Coagulation studies included activity tests of protein S, protein C, antithrombin, plasminogen, measurement of immunoglobulin
G (IgG) anticardiolipin antibodies (ACLA), and a dilute prothrombin assay. Initially, 30 patients had increased ACLA titres
and 28 had an abnormal dilute prothrombin assay, suggesting lupus anticoagulant. Decreased protein S, protein C and antithrombin
activity were detected in 20, 3 and 3 patients, respectively, excluding patients in whom the abnormalities could be explained
by the use of medication, by pregnancy or puerperium. We detected a decreased activity of plasminogen in 5 patients. The disorders
could be confirmed by a second assessment in only 2 patients with a protein S deficiency, in none of the patients with a protein
C or antithrombin deficiency and in 1 patient with plasminogen deficiency. However, the abnormalities persisted in 19 of 21
patients with increased anticardiolipin IgG titres and in 9 of 20 patients with lupus anticoagulant.
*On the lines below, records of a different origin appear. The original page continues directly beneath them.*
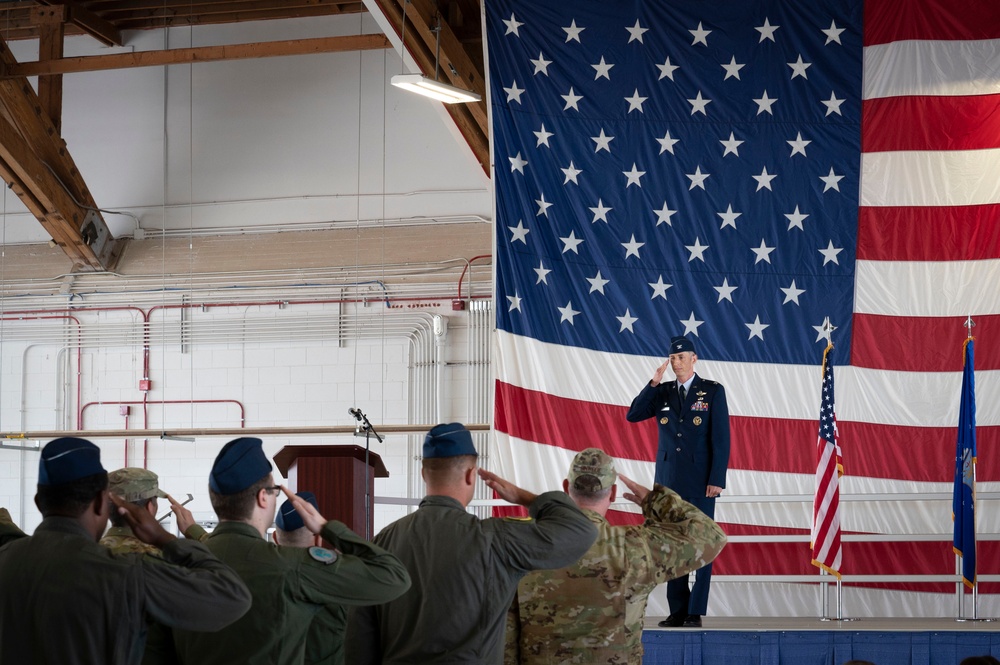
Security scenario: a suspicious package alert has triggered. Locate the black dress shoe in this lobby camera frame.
[656,612,688,628]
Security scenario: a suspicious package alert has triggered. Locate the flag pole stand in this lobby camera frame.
[819,568,857,621]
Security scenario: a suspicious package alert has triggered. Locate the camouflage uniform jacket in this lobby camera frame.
[346,492,597,665]
[504,485,726,665]
[101,526,160,556]
[170,520,410,665]
[0,516,251,665]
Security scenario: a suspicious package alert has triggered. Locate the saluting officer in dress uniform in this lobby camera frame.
[625,337,729,628]
[168,437,410,665]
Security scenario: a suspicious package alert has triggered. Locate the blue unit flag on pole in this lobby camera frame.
[952,337,976,589]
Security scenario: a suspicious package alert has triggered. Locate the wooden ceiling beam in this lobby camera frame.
[31,5,69,132]
[32,0,124,46]
[0,108,103,270]
[0,34,392,80]
[377,0,490,175]
[0,34,392,80]
[0,35,120,270]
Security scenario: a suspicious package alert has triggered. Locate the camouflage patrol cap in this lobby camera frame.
[567,448,618,490]
[108,467,167,503]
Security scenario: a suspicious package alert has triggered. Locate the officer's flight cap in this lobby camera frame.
[38,436,104,485]
[208,436,271,494]
[424,423,479,459]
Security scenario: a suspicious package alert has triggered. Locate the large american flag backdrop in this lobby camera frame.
[485,0,1000,615]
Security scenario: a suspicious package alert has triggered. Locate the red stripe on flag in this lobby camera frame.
[851,314,1000,372]
[861,94,1000,152]
[864,0,1000,46]
[712,523,1000,593]
[858,204,1000,261]
[495,382,1000,483]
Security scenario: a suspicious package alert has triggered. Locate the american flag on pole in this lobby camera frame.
[811,344,844,577]
[484,0,1000,615]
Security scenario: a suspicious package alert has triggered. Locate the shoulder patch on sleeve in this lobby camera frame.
[309,547,337,565]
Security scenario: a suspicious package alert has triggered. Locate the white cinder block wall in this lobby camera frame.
[0,303,490,532]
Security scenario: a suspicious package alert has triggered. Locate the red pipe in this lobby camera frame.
[0,292,491,458]
[80,399,246,430]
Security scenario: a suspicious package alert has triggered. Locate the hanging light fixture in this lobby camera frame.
[391,0,482,104]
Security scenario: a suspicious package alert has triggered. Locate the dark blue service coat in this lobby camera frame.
[625,374,729,499]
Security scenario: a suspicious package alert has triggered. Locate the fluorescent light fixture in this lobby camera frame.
[392,74,482,104]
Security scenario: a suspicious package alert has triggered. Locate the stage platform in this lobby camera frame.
[642,616,1000,665]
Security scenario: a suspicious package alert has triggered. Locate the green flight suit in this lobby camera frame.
[347,492,597,665]
[0,516,251,665]
[306,605,347,665]
[174,520,410,665]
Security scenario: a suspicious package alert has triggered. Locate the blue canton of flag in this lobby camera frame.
[486,0,862,364]
[952,337,976,589]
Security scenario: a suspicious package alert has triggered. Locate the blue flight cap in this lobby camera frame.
[274,492,319,531]
[208,436,271,494]
[38,436,104,485]
[424,423,479,459]
[670,335,695,354]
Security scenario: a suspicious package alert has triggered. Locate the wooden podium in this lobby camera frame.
[274,446,389,538]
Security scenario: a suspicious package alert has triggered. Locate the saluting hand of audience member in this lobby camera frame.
[618,473,649,506]
[281,485,329,534]
[167,494,194,533]
[110,494,177,548]
[479,469,538,506]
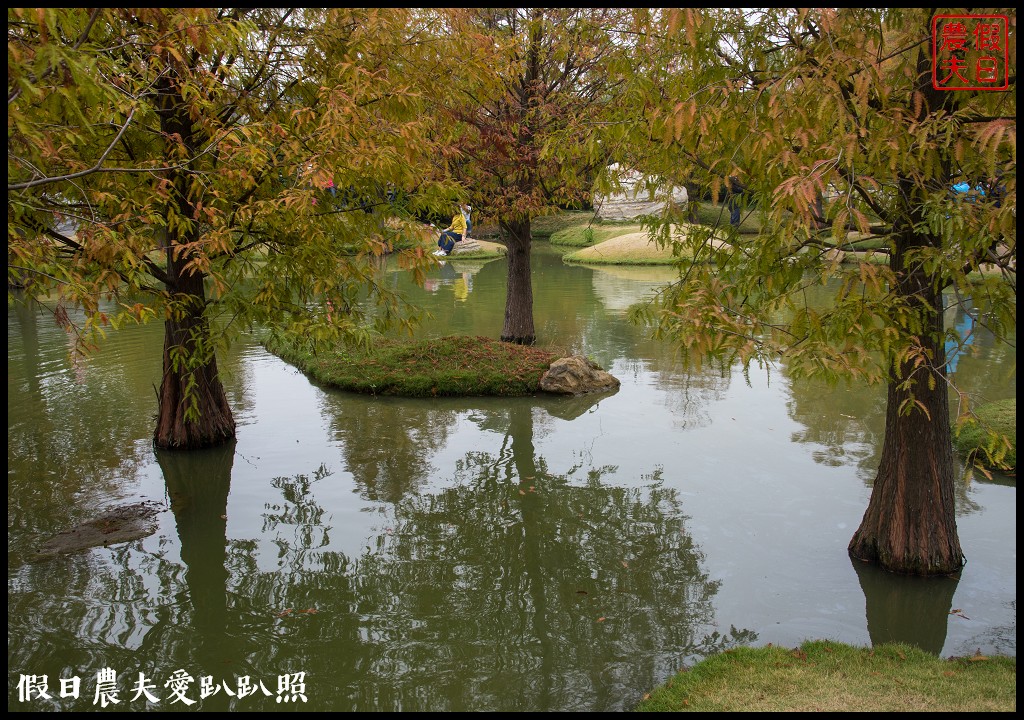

A confirmed coagulation
disorder was not associated with stroke type or vascular risk factors, but it was more common among patients with large vessel
disease (odds ratio: 3.8, 95% confidence interval (CI): 1.1–12.8). Sixteen patients had a recurrent thromboembolic event,
but the risk of recurrence was not increased among patients with a confirmed coagulation disorder. Our results suggest that
idiopathic coagulation disorders are found in about a quarter of young stroke patients. They are difficult to predict and
probably interact with other risk factors.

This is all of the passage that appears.